Even the big Canadian banks – those supposedly careful, boring, responsible institutions that didn’t gorge on mortgage-backed securities the way European and U.S. banks did – couldn’t avoid the fallout. “So you had a textbook example of avoiding tail risk, and yet what you couldn’t avoid is the collateral damage of other banks … So the big surprise [of the whole crisis] is this could be scary – even if you got it right.”
Since then, the sector has gone through a rewriting of regulations to make banks less prone to failure. Repairing the public perception of bankers, Mr. Clark says, will take longer.
He is a booster of banks, in particular his own, which is no surprise. He wears a green tie to our meeting, a sort of an unofficial uniform at TD. Every male executive there seems to own one – you wonder if the Harry Rosen store on Bay Street has trouble keeping them in stock. But even with Mr. Clark’s pride and optimism for Canadian banks, he figures the lasting legacy of the financial crisis is the damage that banks have done to their image. And that’s something all bankers now must wear.

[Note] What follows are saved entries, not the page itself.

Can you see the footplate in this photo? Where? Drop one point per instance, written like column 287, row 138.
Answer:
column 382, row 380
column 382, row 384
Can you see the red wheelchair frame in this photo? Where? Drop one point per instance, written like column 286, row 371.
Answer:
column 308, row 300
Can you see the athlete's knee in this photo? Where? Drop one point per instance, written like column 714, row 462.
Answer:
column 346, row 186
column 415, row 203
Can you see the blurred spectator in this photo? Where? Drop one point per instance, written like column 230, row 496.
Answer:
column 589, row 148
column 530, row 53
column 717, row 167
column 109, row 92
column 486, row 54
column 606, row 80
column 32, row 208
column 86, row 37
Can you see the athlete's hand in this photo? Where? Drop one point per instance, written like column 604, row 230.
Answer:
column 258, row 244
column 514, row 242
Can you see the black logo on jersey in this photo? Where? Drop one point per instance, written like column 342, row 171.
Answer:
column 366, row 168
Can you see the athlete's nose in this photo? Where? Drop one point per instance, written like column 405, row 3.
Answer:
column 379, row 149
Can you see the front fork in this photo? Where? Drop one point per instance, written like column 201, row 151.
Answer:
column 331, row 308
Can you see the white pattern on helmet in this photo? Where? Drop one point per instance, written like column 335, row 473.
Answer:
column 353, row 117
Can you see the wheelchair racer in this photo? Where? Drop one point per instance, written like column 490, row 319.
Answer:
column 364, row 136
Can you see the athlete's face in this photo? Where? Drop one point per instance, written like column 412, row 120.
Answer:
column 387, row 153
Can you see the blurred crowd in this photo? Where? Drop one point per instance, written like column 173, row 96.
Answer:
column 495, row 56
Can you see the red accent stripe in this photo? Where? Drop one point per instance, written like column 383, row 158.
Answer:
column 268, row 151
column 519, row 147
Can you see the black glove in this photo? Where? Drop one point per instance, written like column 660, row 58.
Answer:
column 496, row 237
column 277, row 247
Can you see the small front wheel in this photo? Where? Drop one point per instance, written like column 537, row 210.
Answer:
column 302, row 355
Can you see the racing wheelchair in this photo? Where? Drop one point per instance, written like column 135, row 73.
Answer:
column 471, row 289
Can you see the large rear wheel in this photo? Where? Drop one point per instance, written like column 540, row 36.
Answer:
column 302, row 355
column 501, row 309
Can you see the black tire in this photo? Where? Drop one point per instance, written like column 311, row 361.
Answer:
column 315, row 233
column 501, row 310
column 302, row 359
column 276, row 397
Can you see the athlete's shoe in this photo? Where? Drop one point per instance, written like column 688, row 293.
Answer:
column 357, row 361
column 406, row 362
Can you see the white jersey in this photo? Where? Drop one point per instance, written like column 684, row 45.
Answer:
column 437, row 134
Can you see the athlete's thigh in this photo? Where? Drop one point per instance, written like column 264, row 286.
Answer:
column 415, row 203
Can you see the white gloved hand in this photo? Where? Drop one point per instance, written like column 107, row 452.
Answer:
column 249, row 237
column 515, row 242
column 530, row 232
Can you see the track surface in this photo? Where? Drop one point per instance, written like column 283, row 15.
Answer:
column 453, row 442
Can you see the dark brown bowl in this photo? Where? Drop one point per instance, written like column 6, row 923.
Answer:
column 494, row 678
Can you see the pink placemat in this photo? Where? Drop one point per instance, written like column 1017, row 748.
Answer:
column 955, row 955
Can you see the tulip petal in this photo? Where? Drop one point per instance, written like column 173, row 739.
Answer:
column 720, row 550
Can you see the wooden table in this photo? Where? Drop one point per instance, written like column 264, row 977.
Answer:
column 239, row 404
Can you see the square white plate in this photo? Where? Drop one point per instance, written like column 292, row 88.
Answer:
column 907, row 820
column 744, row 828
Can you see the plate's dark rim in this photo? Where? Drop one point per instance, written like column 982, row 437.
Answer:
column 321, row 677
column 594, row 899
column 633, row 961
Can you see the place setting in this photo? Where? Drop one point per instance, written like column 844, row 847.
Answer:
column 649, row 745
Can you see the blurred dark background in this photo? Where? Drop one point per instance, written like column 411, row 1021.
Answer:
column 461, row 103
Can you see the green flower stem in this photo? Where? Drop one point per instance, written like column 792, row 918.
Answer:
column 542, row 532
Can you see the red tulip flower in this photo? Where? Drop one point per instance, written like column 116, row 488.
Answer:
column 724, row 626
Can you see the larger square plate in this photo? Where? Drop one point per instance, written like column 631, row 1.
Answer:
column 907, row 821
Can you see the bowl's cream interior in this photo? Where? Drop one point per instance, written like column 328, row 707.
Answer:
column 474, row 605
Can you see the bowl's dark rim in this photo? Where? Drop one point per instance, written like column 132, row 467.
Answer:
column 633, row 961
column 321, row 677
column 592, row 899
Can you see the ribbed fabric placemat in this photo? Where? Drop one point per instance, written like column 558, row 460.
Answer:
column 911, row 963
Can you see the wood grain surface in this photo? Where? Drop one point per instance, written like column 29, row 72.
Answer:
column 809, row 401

“We still have a long journey to go for people to restore trust in the banking system,” he says. “I didn’t think the banking industry as a whole acknowledged the roles that they played in the financial crisis, and they didn’t act like, ‘Hey, we were central to this.’”

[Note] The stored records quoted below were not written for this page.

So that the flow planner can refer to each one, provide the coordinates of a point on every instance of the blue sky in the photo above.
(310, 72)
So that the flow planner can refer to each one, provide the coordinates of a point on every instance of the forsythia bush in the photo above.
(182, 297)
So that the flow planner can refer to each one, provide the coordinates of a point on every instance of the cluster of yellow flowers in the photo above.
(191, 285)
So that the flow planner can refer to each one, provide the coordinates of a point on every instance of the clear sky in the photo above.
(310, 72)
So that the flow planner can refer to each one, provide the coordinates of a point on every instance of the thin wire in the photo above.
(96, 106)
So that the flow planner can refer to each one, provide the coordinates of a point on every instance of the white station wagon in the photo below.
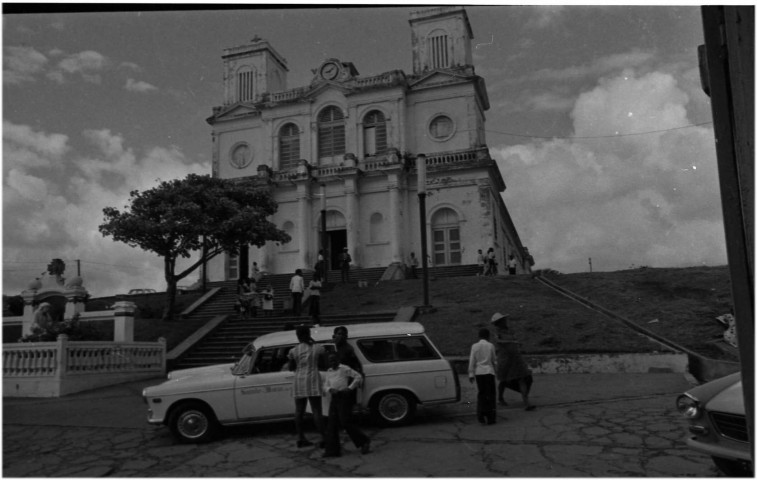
(402, 368)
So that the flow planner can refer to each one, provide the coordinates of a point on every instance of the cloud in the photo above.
(21, 64)
(89, 64)
(544, 16)
(638, 200)
(139, 86)
(53, 212)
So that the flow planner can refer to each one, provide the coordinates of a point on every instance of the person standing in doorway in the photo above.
(481, 370)
(255, 272)
(297, 287)
(320, 264)
(481, 262)
(305, 360)
(413, 262)
(315, 298)
(491, 262)
(512, 264)
(344, 263)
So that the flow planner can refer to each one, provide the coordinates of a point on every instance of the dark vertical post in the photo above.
(727, 73)
(324, 239)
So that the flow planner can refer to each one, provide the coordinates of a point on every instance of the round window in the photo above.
(441, 127)
(241, 156)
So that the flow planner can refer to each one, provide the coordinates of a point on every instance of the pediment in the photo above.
(236, 110)
(438, 77)
(325, 86)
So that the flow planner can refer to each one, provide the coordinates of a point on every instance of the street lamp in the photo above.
(420, 165)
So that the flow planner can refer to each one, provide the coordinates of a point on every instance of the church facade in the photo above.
(340, 155)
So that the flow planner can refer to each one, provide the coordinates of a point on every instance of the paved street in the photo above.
(608, 425)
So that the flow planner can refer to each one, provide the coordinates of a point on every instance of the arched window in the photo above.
(445, 231)
(438, 46)
(331, 132)
(245, 84)
(376, 233)
(289, 146)
(441, 127)
(374, 133)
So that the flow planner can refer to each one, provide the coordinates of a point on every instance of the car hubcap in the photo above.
(393, 407)
(193, 424)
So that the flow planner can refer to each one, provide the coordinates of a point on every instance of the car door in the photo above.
(265, 393)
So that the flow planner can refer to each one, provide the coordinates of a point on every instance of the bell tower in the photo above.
(441, 38)
(251, 70)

Four years after Lehman, the banking crisis is now a fiscal crisis, putting pressure on governments which are now burdened with debt, including some in Europe which propped up their own imperilled banks during the darkest days of the 2008 and 2009 crisis. That safety cushion, Mr. Clark says, is now gone.
“That’s the frightening part is that we’ve burned through governments as an instrument behind [the banks] … I think your last line of defence is your central banks, and that’s where you’re down to. So that makes you more nervous about it in some sense than you were before.”

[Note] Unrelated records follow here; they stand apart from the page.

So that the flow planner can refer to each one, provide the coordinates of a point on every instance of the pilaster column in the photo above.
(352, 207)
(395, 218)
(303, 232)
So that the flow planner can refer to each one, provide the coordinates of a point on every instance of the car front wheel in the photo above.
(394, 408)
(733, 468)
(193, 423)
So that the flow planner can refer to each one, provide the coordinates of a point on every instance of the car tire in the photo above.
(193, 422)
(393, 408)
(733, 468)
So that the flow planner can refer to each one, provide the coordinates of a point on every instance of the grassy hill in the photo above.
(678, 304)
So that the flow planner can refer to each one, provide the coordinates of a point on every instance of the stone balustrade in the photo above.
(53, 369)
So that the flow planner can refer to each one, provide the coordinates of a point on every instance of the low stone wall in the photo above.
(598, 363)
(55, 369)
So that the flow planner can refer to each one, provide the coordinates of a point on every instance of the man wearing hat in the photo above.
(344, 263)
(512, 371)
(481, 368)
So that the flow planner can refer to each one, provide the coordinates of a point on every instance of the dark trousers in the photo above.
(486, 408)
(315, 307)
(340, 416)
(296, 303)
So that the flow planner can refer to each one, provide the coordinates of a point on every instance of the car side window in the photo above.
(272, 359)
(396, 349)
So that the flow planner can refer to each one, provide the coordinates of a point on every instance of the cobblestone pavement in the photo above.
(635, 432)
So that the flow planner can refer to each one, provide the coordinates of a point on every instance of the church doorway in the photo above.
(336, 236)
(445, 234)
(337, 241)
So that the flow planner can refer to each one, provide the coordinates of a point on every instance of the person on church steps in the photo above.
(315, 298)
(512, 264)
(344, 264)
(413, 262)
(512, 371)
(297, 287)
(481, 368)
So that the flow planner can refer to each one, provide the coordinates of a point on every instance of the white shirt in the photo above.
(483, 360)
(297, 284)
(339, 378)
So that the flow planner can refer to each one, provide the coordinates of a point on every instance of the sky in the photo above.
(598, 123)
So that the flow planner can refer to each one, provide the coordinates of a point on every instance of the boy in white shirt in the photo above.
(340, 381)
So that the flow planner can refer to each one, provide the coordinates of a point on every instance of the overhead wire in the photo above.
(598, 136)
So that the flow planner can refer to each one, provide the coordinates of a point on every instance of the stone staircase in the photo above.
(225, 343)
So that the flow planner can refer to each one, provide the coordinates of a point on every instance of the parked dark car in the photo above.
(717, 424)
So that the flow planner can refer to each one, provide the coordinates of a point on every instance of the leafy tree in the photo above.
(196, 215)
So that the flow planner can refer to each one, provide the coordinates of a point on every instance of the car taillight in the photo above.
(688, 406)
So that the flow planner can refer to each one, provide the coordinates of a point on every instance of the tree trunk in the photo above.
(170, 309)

And yet Mr. Clark remains upbeat on certain fronts. The U.S., where TD opened its 1,300th branch in August and has more locations than in Canada, will be resilient even in the face of economic turmoil, he predicts. If it can resolve its political deadlock, Washington has the ability to fix its fiscal mess. “Its problems are trivial compared to Europe. If you put five economists in a room and say you each have half an hour to come up with a solution for the United States, all five could say, ‘I don’t need half an hour,’” he says. “Europe is much more complicated.”
The prospect of a default in one or more euro zone countries has hung over the financial world for more than a year now. A prolonged recession in Europe could send ripples around the globe, potentially halting an economic recovery in the U.S. and grinding down China’s growth rate, which would then turn into a reckoning for Canada’s resource-rich economy.
“You don’t have to spend too much time in the entrails of the European collapse to know what it does to Canada,” Mr. Clark says. “Anything that hurts Canada, will hurt TD and hurt the other Canadian banks.”
And that is where the true slowdown looms for Canadian banking. Not in the recent third-quarter numbers, but in the ones yet to come. Prolonged low interest rates have created a low-growth environment.
It’s a problem of perspective, Mr. Clark says. In the past, you could compare a bank’s quarter to the year before and be comfortable that profits were growing. Now, the most important measure is from one quarter to the next. “I think this quarter, everyone dodged a bullet,” he says. “But … you can see the effects starting to bite on everyone.”